Jumping ahead: a second bout of data loading

create a new report
connect to the .xlsx split data and load all four tables
have a look at the data - you’ll see that it’s much more concise (582 values in total - so approx a fifth of the size of the full data)
now inspect your new data in the model

The model

we should see our data tables as blocks in the model
there are also connections between some of those blocks

Task

Mouse-over the relationships in the model view
What’s the difference between and ?
Now expand the Properties pane

Relational data

instead of a single complex file, our data is now held as several related tables
relationships - the lines between the blobs - show how the parts of our data are connected together
for example, in the practices table, the HB column (which contains the health board code S08000025 each time) relates to the boards table HB column, which contains matching values
that means that we can use the data from the boards table - like the name of the Health Board - in our Power BI work

Relationships

you can see details of your relationships in the properties pane in the model view

Task

make sure the practices-to-boards relationship is set to active - take care to click Apply
re-create your original map using the postcodes from the practices table and the HBName column from the boards table

Creating a relationship

if you look carefully at the model, you’ll see a missing relationship
Power BI guesses which columns might share a relationship by looking for identical column names
but the population table has a different column name from the practices table.
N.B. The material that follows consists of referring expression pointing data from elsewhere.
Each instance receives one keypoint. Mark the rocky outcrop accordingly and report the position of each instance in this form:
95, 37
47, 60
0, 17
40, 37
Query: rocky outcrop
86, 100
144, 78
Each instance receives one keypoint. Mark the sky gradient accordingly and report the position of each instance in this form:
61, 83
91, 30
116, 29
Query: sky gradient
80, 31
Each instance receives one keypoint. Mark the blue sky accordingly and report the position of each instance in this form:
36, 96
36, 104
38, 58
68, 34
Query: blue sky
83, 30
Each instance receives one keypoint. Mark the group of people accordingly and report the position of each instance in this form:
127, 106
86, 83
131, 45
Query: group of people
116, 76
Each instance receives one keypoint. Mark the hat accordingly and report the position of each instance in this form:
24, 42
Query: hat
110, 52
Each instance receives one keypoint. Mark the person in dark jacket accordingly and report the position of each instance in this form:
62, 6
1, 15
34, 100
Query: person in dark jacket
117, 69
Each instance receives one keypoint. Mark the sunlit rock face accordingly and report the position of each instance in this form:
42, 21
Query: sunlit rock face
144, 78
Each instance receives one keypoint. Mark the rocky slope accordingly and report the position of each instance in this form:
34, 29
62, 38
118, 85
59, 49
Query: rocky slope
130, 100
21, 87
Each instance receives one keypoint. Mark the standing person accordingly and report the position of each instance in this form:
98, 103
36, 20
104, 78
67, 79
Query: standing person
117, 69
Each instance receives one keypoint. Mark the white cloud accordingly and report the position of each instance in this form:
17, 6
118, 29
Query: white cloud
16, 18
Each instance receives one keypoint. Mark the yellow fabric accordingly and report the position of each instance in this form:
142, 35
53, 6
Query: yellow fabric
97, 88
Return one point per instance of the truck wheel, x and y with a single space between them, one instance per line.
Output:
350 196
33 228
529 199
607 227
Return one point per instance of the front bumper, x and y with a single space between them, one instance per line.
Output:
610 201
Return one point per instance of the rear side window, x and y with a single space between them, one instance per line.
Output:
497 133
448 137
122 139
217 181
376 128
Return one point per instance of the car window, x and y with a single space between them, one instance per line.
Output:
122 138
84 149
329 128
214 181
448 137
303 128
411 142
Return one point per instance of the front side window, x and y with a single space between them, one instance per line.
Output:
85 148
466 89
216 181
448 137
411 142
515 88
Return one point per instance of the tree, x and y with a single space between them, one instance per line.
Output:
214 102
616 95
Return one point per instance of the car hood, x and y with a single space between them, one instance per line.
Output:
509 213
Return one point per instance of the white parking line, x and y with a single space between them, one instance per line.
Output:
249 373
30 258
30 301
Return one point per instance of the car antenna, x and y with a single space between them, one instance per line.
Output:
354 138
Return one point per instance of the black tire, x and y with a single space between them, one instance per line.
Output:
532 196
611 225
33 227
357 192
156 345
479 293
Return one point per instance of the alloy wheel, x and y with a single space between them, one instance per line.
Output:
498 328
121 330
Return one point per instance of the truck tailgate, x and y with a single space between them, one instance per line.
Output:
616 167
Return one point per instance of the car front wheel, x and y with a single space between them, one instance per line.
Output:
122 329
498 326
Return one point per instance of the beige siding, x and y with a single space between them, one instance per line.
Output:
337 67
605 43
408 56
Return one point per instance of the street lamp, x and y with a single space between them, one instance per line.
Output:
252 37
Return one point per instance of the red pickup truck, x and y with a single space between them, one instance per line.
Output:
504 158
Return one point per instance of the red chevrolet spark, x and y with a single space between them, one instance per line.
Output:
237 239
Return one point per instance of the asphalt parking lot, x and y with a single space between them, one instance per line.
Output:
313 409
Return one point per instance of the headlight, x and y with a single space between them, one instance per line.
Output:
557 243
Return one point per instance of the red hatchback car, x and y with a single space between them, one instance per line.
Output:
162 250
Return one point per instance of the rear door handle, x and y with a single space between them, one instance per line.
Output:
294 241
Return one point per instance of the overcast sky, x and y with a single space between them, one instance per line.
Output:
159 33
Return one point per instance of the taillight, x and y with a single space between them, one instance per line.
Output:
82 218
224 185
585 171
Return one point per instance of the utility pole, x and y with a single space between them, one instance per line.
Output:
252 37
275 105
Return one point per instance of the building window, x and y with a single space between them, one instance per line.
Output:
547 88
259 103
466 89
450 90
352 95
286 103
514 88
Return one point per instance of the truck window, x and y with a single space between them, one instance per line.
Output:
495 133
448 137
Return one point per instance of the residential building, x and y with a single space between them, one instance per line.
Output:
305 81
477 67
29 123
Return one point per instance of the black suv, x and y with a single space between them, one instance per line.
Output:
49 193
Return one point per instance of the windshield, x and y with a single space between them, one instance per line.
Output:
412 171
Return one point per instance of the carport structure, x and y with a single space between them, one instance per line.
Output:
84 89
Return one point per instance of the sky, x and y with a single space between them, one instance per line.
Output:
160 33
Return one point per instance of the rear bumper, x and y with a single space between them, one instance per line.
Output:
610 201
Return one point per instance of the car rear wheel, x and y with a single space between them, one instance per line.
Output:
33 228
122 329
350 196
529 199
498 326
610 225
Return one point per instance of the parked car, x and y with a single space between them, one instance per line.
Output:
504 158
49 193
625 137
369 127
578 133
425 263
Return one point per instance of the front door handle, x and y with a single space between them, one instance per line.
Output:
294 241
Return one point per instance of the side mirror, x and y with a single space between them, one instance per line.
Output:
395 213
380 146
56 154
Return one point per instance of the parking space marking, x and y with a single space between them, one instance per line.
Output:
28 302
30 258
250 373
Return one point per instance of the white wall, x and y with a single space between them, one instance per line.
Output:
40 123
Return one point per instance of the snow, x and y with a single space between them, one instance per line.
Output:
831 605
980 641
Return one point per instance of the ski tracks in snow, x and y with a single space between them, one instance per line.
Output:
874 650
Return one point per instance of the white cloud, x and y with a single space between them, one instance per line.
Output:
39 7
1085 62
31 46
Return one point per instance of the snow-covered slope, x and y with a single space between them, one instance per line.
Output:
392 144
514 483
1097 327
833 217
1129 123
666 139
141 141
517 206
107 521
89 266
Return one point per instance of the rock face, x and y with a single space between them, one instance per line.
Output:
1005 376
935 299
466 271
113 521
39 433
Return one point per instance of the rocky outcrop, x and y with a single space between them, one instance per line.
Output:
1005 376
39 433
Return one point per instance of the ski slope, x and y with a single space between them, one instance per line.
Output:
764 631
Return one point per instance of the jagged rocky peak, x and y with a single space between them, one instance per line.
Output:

Luckily, we can manually create a relationship:

Task

drag the DataZone column from practices to the DZ column in the population table
that should open the New relationship dialogue:
make sure the cardinality is set to Many to one (*:1), and make the relationship active

Cardinality

cardinality describes one feature of a data relationship: how many items should we expect at each end of the relationship?
the simplest case is 1:1. We’d find that where each value is unique. So if we have two data sets like this, showing something like sports players, with their heights in one table and the number of goals they score in a second table:

name	height
Emma	1.6
Rani	1.4
Sven	1.5

and

name	goals
Emma	5
Rani	8
Sven	6

Think of the values in the name columns as keys that show us which rows of data correspond to each other. Using these names as keys, we’d expect a 1:1 relationship between the tables. Each key value is unique in each table, and so we’ll get exactly one value for Rani’s goals and height, for example. If we had several different rows for each player’s goals…

name	goals
Emma	5
Rani	8
Sven	6
Emma	4
Rani	7
Sven	6

This would give us a 1:many (which Power BI calls 1:*) relationship, where we’d expect to get several rows from the goals table for each row in the height table.

The star schema

If you look at our data, we’ve got a single central table (with the practice details), and then a group of three lookup tables that contain fine-print details about each one of the practices. That’s starting to approximate a star schema

Starring your data

we’ll leave this as a post-session exercise, but roughly, the steps are:
take the full data query and duplicate five times (one per final table)
rename each query (main_table, demographics, boards, population, practice_details)
select the columns you need for each table:
- PracticeCode, DataZone, HB in the main table
- PracticeCode through to GPCluster in the practices_details table
- PracticeCode, age_range, n_patients, and Sex in the demographics table
- DataZone, Population, SIMD2020v2_Rank and URname in the population table
- HB, HBName, HBDateEnacted in the boards table
remove duplicate rows in each table
then check the relationships to make sure the keys and cardinalities match up!